JUDY WOODRUFF: We are hearing about the people who are missing. How much concern is there about people you can’t find?
MARK GHILARDUCCI: Well, it’s a huge concern for us, and it is a major priority that we’re collectively working with the local authorities, with our — with the Cal Fire units and the fire teams that are out there.
This fire came roaring through. It came roaring through in the middle of the night. Many people were asleep. And, you know, it’s highly conceivable that people were unable to escape the flames. And so it’s going to be very, very important for us to go through and ensure that we are crosschecking where people who are missing with possibly still being in some of these buildings.
So the search operations that are going on now will continue for several days, until we can be 100 percent sure we have accounted for everybody.
JUDY WOODRUFF: We heard the Napa County fire chief say that his resources were stretched to the limit. Are they getting the resources they need from the state and anyplace else?
MARK GHILARDUCCI: They are.
Resources — you know, certainly, it’s a big state. And we have close to 4,000 personnel assigned to these fires. That’s fire and law enforcement and emergency management and emergency medical. We have our California National Guard.

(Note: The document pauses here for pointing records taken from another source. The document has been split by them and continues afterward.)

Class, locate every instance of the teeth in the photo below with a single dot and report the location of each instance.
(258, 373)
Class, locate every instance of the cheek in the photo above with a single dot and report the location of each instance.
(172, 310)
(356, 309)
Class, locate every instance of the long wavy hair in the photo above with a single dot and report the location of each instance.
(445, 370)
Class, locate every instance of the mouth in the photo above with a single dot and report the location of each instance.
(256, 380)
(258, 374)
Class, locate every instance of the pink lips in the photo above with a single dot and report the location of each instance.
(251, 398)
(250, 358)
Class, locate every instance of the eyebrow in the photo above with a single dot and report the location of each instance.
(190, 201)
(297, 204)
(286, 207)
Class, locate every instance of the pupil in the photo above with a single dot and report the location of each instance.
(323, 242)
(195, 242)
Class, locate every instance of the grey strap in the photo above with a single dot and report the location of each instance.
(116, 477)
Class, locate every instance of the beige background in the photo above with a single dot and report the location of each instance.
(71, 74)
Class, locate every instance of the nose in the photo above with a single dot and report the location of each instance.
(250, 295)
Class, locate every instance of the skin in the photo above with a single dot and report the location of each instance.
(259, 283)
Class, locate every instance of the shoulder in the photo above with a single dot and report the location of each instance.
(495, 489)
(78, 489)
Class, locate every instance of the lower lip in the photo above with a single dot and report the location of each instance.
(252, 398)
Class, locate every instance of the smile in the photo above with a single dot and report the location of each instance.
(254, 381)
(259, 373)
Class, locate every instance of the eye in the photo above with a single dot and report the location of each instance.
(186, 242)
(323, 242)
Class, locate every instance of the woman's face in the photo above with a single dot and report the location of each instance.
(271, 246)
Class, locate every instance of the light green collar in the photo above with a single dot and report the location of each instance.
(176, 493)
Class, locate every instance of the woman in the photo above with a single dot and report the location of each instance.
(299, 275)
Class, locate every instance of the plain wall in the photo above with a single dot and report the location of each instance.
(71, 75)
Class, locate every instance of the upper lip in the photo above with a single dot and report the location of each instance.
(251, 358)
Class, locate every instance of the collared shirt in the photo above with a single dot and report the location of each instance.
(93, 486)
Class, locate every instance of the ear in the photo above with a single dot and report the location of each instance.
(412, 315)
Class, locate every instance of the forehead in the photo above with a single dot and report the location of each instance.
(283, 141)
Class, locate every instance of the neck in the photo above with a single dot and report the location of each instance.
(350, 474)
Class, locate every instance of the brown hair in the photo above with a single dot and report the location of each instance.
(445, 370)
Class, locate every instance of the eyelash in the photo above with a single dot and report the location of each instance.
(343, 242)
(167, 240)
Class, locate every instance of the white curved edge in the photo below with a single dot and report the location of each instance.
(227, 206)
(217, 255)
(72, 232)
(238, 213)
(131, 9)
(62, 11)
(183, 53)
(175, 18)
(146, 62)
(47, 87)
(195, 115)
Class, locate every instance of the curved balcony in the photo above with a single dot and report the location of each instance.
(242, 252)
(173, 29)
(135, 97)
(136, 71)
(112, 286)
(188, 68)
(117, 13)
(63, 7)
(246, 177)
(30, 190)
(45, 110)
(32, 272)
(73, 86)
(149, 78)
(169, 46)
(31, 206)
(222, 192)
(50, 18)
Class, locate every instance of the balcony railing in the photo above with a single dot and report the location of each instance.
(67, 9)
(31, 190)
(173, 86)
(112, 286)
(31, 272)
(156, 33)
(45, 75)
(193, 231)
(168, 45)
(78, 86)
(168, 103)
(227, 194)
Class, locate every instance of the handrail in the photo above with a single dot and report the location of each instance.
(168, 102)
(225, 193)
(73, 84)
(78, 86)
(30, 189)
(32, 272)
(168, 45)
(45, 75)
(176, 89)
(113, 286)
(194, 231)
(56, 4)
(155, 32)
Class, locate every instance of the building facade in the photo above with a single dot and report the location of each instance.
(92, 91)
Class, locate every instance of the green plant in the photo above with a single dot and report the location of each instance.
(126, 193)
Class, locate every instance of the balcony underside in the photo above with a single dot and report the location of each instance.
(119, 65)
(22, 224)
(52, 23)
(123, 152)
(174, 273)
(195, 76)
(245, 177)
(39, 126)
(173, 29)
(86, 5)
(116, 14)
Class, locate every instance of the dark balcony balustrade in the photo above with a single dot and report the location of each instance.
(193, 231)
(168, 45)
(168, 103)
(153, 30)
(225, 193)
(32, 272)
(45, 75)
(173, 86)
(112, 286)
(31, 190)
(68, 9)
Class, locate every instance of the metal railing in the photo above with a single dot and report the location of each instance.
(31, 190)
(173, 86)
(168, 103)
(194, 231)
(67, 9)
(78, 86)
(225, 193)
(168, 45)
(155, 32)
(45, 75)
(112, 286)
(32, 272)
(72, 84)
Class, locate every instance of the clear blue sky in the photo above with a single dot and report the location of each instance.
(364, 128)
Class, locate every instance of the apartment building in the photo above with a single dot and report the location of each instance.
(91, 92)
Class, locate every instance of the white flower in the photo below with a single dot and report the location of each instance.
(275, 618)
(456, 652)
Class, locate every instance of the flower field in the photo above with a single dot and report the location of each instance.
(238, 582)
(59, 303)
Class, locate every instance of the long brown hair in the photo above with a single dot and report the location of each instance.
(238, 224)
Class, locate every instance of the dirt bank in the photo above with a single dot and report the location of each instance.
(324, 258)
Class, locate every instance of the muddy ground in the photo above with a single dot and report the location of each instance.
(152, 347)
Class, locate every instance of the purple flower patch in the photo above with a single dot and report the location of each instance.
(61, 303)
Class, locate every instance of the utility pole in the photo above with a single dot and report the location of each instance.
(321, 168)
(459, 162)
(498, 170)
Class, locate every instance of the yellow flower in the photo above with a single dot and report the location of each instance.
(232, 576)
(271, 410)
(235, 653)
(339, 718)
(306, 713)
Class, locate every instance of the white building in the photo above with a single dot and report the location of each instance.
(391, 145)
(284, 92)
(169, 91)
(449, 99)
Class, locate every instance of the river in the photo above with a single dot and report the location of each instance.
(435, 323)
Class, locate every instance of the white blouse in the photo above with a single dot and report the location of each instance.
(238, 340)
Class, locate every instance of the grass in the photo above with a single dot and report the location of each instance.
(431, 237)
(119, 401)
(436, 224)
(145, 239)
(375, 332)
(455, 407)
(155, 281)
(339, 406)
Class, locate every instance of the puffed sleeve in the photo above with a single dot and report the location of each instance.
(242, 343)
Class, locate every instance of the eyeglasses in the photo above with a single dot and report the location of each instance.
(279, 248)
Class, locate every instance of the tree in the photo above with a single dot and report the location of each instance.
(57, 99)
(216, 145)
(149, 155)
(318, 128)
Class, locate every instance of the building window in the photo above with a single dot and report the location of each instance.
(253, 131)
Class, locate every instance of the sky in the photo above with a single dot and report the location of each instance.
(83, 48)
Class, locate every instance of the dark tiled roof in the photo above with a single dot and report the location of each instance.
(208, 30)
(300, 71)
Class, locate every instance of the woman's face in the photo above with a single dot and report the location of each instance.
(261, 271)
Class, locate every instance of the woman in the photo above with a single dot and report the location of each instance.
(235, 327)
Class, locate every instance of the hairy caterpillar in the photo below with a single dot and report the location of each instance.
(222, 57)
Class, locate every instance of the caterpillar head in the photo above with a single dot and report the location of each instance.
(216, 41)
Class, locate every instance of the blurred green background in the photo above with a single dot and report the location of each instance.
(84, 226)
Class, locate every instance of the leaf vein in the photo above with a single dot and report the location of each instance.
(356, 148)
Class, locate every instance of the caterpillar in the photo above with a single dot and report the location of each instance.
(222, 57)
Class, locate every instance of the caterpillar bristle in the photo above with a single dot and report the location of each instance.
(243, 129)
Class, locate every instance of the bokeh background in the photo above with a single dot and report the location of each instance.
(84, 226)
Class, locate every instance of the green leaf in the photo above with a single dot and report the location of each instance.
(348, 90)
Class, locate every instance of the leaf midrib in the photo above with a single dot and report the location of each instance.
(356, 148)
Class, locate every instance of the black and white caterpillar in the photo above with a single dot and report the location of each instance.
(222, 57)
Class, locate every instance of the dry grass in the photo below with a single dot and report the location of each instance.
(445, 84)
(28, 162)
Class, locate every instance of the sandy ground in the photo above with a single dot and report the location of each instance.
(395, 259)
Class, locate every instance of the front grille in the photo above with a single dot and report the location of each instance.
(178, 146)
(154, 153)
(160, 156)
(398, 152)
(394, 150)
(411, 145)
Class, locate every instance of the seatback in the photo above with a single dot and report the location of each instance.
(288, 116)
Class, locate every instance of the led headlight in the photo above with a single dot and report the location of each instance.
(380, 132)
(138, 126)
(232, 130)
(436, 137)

All these assets have been deployed. And, of course, California has the most robust mutual aid system in the world. We utilize it regularly, and this has been — this summer has been no different than in the past. We have been very, very active and very, very busy.
And we have been working with the fire agencies throughout California. We have fire agencies as far south as San Diego and as far north as Siskiyou County coming in to assist Sonoma County.
But we have other fires going on in the state as well. So it’s always a balance of where we’re going to place resources. And we prioritize these fires, and we provide that support to the fires with the highest priority.
JUDY WOODRUFF: What’s your expectation at this point, Mr. Ghilarducci? Do you just simply have to wait for these winds to die down in order to get control of these fires?
MARK GHILARDUCCI: Well, no.
We are actively — you know, we have hand crews and crews on the ground that are actively working to suppress the fires. We have — during the days, we have done a tremendous amount of air support. We have a 747. We have our large air tankers. We have retardant-dropping aircraft.
All of those are actively working on the fires, and they are having an effect. But, you know, there’s a lot of fuel, and these wildfires pushed by wind can be very challenging.
The big hope — and we understand the winds are going to die down now for a day or so, but we look to the forecast, and we know there is another wind event that’s shortly happening. So we’re expecting that, and we’re gearing up for that appropriately.
JUDY WOODRUFF: Mark Ghilarducci, the California Office of Emergency Services director.
And I’m sorry you have been having trouble with your earpiece, but thank you very much.
MARK GHILARDUCCI: I apologize for that. Thank you very much.